Vragen van de leden Buitenweg (GroenLinks) en Jasper vanDijk (SP) aan de Staatssecretaris van Veiligheid en Justitie over de beoordeling van homoseksualiteit door de IND (ingezonden 24 mei 2017).

Vraag 1

Kent u het bericht dat een homoseksuele asielzoeker uit Alkmaar wordt uitgezet omdat zijn homoseksualiteit door de Immigratie- en Naturalisatiedienst (IND) onvoldoende bewezen wordt geacht?1

Vraag 2

Kunt u aangeven waarom het niet als bewijs van homoseksualiteit kan worden erkend als twee asielzoekers zich overtuigend in Nederland presenteren als partners?
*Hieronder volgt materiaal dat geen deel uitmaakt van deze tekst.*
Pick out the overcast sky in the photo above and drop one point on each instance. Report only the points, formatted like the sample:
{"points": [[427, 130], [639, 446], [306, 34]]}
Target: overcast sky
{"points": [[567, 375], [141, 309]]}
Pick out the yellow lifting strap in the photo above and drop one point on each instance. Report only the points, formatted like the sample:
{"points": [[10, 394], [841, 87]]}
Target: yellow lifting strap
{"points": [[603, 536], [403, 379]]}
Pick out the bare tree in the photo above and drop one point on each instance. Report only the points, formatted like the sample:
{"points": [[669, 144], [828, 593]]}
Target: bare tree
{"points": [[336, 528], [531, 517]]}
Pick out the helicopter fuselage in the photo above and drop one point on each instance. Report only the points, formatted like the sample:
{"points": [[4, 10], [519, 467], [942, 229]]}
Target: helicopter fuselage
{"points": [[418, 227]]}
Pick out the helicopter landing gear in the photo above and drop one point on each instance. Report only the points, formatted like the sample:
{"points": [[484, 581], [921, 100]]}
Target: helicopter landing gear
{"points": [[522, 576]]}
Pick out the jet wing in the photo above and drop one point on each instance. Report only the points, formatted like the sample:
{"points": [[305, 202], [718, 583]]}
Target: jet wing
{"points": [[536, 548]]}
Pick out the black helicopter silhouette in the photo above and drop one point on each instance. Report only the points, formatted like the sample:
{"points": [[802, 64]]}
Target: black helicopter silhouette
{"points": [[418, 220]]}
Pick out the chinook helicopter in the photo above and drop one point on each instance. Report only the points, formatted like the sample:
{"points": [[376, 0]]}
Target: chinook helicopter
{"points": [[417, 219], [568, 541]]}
Zo nee, waarom niet?

Vraag 3

Wat is de reden dat in de werkinstructie van de IND over de beoordeling van de geloofwaardigheid van homoseksuele gerichtheid, een sterke nadruk wordt gelegd op de beschrijving van het proces van bewustwording van homoseksuele gevoelens en wat de asielzoeker aan de hand daarvan in het land van herkomst is overkomen? Is het doel van de werkinstructie dat hiermee asielzoekers, die in het land van herkomst niet zijn uitgekomen voor hun homoseksualiteit en daarom zijn vervolgd, geen aanspraak kunnen maken op asiel in Nederland?

Vraag 4

Deelt u de opvatting dat vragen vanuit de IND aan asielzoekers over waar hun homoseksuele gevoelens vandaan zijn gekomen en hoe deze gevoelens zich hebben ontwikkeld de indruk geven dat seksuele oriëntatie stuurbaar is en niet onderdeel zijn van iemands persoon? Bent u derhalve van mening dat deze vragen geen plaats dienen te hebben in een verhoor? Bent u bereid de werkinstructies van het IND hierop aan te passen?

Vraag 5

Deelt u de opvatting dat de huidige werkinstructie van de IND in onvoldoende mate rekening houdt met de taboesfeer waarin homoseksualiteit zich in veelvoorkomende landen van herkomst bevindt en de gevolgen dat dit mogelijk heeft voor het bewustwordingsproces van LHBTI’ers? Zo nee, waarom niet? Zo ja, bent u bereid de werkinstructie op dit punt te wijzigen?